Avalon reached for the door as Anna realised an alternative explanation. The scientist pushed the door inward.
“No!” Anna said.
Something pushed the door back, but not completely. A hand was caught in the gap even as its owner pushed and shoved against the door, squeezing the frame on its trapped hand, cutting skin and muscle, oozing red-brown pus.
“Zombies!” Anna said, grabbing Avalon’s arm and tugging her back along the corridor.
The door to the office swung open. A student in a star-ship t-shirt staggered out, mouth snapping, arms flailing, gore flying from its self-inflicted, partially severed hand.
Avalon, grabbed a handful of books from the nearest tall stack and hurled them ineffectually at the un-human student. “So they were wrong about the might of the pen,” she said as Anna pulled her back again, and then drew the handgun O.O. had given her.
“Get behind me,” Anna said.
“Ah, we’re experimenting with the sword?” Avalon asked, gamely skipping behind Anna.
A second undead student, in waistcoat, suit trousers, but no tie, staggered through the office door. The undead sci-fi fan was now only ten paces away. Anna raised the gun, pulled the trigger, and nothing happened.
“Safety!” Avalon said.
“It’s off,” Anna said, fli
pping it on and off anyway. She pulled the trigger again, and still nothing happened.
“Ammo!” Avalon said.
But Anna turned and pushed the scientist back towards the stairs. “Run!”
Anna followed the scientist down the stairs. At the bottom, Anna grabbed the fire hose from the wall fitment, snaking it back and forth between the bannister and the railings, buying herself time to think.

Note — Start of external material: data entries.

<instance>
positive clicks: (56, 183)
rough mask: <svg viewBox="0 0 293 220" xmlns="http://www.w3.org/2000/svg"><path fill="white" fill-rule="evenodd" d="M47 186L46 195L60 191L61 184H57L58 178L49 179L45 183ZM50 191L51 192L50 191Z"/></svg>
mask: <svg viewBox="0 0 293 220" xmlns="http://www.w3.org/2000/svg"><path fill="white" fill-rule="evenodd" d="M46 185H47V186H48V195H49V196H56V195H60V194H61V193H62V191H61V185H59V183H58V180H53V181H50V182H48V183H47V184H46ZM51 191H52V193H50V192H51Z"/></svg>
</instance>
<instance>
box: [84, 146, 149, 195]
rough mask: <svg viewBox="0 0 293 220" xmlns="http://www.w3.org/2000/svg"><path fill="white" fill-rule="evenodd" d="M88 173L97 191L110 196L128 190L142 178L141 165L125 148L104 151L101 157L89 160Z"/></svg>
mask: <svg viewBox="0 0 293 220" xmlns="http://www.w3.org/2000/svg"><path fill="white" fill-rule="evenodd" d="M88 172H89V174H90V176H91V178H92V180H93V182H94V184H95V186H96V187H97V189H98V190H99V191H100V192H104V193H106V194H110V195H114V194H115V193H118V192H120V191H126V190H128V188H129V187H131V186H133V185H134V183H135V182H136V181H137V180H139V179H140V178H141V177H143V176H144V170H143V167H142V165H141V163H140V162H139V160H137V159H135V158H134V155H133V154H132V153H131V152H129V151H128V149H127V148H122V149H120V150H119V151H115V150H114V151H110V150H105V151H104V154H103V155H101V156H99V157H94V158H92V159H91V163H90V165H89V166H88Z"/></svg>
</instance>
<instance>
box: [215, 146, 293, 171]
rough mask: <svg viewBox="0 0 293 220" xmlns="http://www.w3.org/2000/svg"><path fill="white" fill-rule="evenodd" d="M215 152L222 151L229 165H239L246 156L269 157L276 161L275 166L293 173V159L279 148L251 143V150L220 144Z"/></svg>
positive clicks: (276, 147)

“Are we fighting or running?” Avalon asked, as she rummaged in her bag.
Above came a thump as the first zombie reached the stairwell.
“If those three get out, they could infect dozens,” Anna said. “There are farmers outside, building walls and vegetable plots. But one of them will have a gun, or maybe a radio to call the Special Forces patrolling the campus. Go get them. I’ll slow the zombies.”
“Not yet,” Avalon said. The first of the undead, the student in the waistcoat, had slid down to the landing where the stairs made a one-hundred-and-eighty-degree turn. Thrashing and rolling, knocking hands and feet into the wall, it flopped around the turn, and continued on down the stairs. Except for how its chin slammed into every step, spraying blood, leaving a trail of skin, it almost appeared to be swimming. And it swam right underneath the lower-most coil of fire hose.
Avalon leaned forward, arm extended, spraying something from a canister. “Pepper spray,” she said. “I was curious as to whether it might work.”
“Run, go!” Anna said, as the zombie squirmed and rolled. Trying to stand.
“Evidently not,” Avalon said, reaching again into her bag, this time bringing out a blue-plastic pistol-grip stun-gun. She fired. The zombie jerked as electricity coursed through it. Legs and arms flying left and right, its head and neck bucking.
“Fascinating,” Avalon said. “Ah, but no.”
As the current ceased, the zombie’s movement become more normally erratic. It pushed itself to its feet.
“Here,” Avalon said, holding out a short length of metal. “You conduct the next experiment. I’ll return shortly.”
“Finally,” Anna muttered, as the scientist ran.